# Multiplix: using D for kernel development

Zachary Yedidia

Stanford University

### Why build a kernel?

It is fun and educational to build a kernel.

I am a researcher, and want to experiment with new ideas and architectures for operating system design. Having a small kernel to experiment with is helpful.

Cheap single-board computers (SBCs) are widely available and fun to play with!





#### Multiplix: how to write a small kernel in D

Multiplix is a small Unix-like kernel I have been developing over the last 10 months.

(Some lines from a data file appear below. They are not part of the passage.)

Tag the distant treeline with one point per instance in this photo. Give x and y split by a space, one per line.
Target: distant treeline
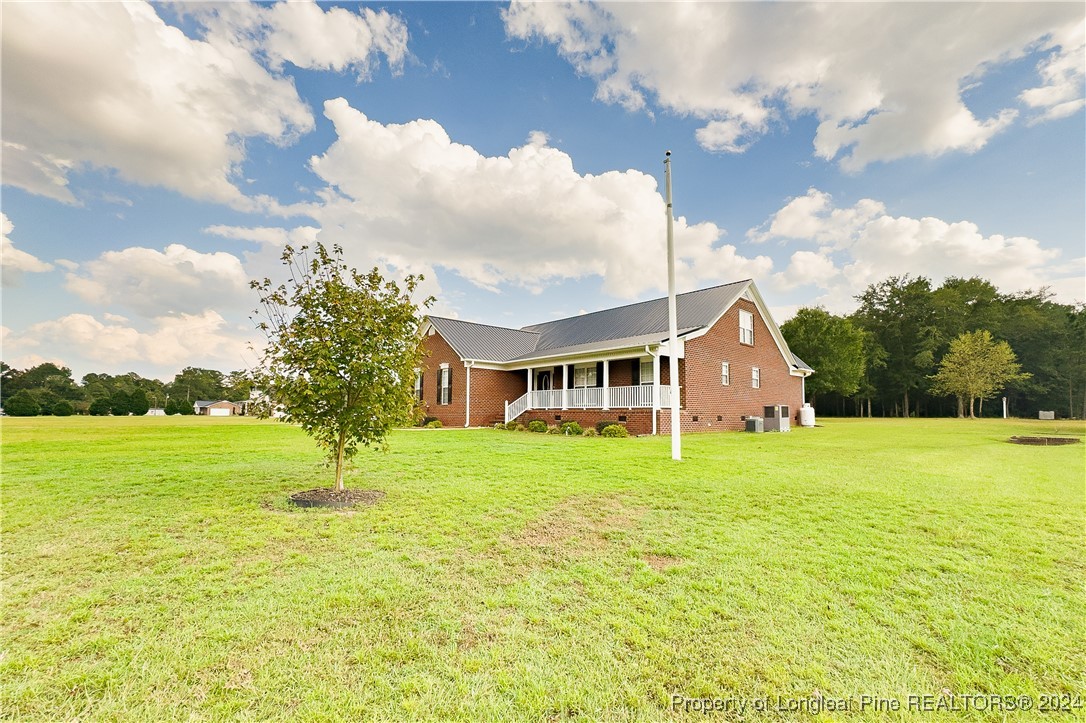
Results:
50 390
880 360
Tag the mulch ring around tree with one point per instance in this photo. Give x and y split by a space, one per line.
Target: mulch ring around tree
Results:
329 497
1044 441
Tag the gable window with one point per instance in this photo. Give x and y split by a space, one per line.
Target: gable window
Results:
746 328
584 376
445 385
646 372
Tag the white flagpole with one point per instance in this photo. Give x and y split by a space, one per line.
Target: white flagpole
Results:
672 319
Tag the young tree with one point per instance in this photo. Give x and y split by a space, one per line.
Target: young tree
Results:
342 350
121 404
832 345
976 367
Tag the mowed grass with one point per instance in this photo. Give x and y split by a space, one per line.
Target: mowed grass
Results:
153 571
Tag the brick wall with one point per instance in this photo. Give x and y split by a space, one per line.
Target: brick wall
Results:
490 388
717 406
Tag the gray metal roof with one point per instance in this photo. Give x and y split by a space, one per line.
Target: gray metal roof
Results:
695 309
800 364
480 341
634 325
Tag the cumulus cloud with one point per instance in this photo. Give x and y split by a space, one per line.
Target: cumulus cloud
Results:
86 342
405 192
885 80
1063 74
154 283
13 262
266 235
306 36
862 244
110 85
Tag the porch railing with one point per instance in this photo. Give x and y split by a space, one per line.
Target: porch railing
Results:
592 397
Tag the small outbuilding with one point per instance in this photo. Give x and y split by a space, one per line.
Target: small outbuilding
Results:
219 408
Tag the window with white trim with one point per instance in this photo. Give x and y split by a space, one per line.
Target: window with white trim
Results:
746 328
584 376
445 385
646 372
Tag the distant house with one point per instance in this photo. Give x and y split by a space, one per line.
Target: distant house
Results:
261 402
221 408
616 365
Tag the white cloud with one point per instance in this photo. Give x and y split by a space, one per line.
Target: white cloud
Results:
110 85
400 193
306 36
862 244
13 262
885 80
266 235
87 343
1063 74
155 283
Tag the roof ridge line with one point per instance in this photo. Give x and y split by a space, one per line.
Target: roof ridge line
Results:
480 324
647 301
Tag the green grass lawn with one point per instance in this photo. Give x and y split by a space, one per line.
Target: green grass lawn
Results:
153 571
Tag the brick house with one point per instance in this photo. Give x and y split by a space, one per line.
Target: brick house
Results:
215 408
616 365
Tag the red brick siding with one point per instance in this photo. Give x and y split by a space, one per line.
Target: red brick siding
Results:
490 388
704 395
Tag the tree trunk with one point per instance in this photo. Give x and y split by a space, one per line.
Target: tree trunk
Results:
339 460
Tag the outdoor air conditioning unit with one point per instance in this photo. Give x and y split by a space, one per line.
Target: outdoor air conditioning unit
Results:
778 418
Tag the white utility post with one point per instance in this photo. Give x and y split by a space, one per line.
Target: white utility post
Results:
672 318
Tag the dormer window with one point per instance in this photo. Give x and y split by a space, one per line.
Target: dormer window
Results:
746 328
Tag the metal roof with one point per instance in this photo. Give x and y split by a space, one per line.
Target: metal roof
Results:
695 309
480 341
803 366
634 325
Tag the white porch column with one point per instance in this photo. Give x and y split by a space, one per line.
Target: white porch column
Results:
565 385
606 384
656 388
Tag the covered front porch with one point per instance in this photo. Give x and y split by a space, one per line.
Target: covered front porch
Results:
642 383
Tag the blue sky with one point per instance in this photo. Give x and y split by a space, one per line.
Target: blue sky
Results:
156 157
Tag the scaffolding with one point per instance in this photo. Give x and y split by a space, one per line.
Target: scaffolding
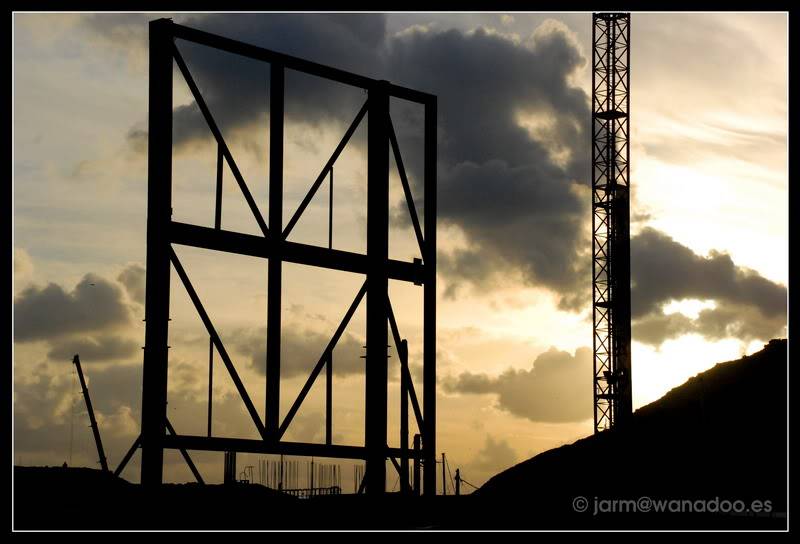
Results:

- Around 6,500 lines of D.
- Supports multiple architectures (ARMv8, RISC-V) and boards (Raspberry Pi, VisionFive).
- It will serve as the foundation for future projects I am interested in.

#### Multiplix: how to write a small kernel in D

Multiplix is a small Unix-like kernel I have been developing over the last 10 months.

- Around 6,500 lines of D.
- Supports multiple architectures (ARMv8, RISC-V) and boards (Raspberry Pi, VisionFive).
- It will serve as the foundation for future projects I am interested in.

In this talk:

- Part 1: Why I chose D and how to get started with it for bare-metal programming.
- Part 2: My experiences working on Multiplix.
- **Part 3**: Future directions and what I intend to build on top of Multiplix next.

## Why D for bare-metal programming?

A crowded market of systems languages: D, C, C++, Rust, Zig, Hare, and more...

**Familiar**: converting and interfacing with existing C code is easy.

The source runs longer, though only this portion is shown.